Due to some events in the past 24 hours I am asking the PFury community to abide by these basic rules of forum etiquitte while using the Lounge:

** Do not spam the site. I really dont think I need to define this action, but if you find yourself posting with no reason, and no subject, please stop.

** Do not purposfully derail threads. I expect a certain sway from the topic at hand yet if this is done excessivly and purposefully, action will be taken.

** Using basic common sense and online etiquitte when posting. Do not ruin this forum for everyone else that likes to use it for valid discussions.

Due to the recent events, the following actions will be taken if the above rules are ignored:

** Excessive post whoring and thread derailing will result in a warning.

** An observed repetative behavior of post whoring/thread derailing will result in banning from either the Lounge or the site.
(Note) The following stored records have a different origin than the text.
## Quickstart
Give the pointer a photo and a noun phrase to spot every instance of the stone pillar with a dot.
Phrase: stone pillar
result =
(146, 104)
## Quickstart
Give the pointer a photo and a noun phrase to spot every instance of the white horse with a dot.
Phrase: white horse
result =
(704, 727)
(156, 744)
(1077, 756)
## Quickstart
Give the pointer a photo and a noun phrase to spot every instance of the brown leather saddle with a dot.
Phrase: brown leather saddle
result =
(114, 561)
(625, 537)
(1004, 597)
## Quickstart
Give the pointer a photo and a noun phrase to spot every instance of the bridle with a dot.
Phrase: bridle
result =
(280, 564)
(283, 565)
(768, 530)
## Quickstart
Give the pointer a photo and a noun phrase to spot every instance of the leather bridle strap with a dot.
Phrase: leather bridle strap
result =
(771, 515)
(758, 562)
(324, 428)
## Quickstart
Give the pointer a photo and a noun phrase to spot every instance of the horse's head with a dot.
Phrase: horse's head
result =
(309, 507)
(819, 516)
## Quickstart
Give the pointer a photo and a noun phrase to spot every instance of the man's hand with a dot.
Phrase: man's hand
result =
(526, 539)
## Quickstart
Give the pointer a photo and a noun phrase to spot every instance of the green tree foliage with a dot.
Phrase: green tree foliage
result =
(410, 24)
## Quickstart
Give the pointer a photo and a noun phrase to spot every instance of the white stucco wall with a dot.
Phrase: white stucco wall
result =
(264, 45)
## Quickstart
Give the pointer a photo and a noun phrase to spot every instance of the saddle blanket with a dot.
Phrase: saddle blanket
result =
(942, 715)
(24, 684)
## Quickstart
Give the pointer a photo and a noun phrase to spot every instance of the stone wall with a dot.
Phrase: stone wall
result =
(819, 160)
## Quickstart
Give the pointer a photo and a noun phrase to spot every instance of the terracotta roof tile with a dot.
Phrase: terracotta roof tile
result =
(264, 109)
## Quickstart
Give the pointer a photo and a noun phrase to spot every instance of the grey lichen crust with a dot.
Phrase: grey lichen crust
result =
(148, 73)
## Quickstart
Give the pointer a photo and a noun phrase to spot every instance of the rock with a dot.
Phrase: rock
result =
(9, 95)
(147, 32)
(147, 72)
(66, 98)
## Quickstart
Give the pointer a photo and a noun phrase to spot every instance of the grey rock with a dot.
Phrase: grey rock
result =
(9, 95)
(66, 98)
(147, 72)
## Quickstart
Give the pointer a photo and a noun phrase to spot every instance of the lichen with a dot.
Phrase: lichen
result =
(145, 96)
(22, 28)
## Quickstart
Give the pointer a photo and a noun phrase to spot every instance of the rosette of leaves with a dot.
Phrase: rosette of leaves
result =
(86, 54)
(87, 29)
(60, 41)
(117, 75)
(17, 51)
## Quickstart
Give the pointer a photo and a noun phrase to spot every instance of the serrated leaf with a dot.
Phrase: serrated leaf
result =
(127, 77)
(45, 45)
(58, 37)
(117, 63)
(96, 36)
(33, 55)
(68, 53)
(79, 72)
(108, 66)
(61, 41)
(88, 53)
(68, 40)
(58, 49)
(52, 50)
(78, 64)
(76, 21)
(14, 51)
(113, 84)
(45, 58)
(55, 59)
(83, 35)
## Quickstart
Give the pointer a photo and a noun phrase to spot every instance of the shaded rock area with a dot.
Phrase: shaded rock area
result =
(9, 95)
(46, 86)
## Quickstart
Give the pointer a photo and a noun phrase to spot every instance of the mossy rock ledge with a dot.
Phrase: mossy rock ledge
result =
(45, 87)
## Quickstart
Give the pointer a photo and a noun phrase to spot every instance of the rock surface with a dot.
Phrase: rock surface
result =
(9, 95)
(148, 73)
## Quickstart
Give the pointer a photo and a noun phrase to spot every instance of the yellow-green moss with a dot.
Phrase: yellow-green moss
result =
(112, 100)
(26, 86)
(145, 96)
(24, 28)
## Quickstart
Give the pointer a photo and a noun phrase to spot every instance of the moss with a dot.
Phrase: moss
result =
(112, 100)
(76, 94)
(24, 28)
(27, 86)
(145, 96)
P.S. I formally thought these rules were "common sense" but it seems certain members of the site need these explicitly stated. Consider this the rule and try to show your fellow PFuryers the respect of following them.


----------



## Ms_Nattereri (Jan 11, 2003)

I want to remind you guys that we are a community, mostly we all share the common interest--fish; more specific--piranhas. Most of the forums on this site were for intention of informing our members about piranhas in the different areas of study. The Lounge was created to discuss "Off topic: Non-Fish related" topics. The Lounge was NOT created to air your "dirty laundry." If you have personal problems and feel you need help, PM someone and ask. Do not post a thread and expect to get sympathy. It will be deleted. If you have personal problems with a member, depending on the situation, report it to staff or talk it out with that member. The Lounge will not host this kind of bahavior.


----------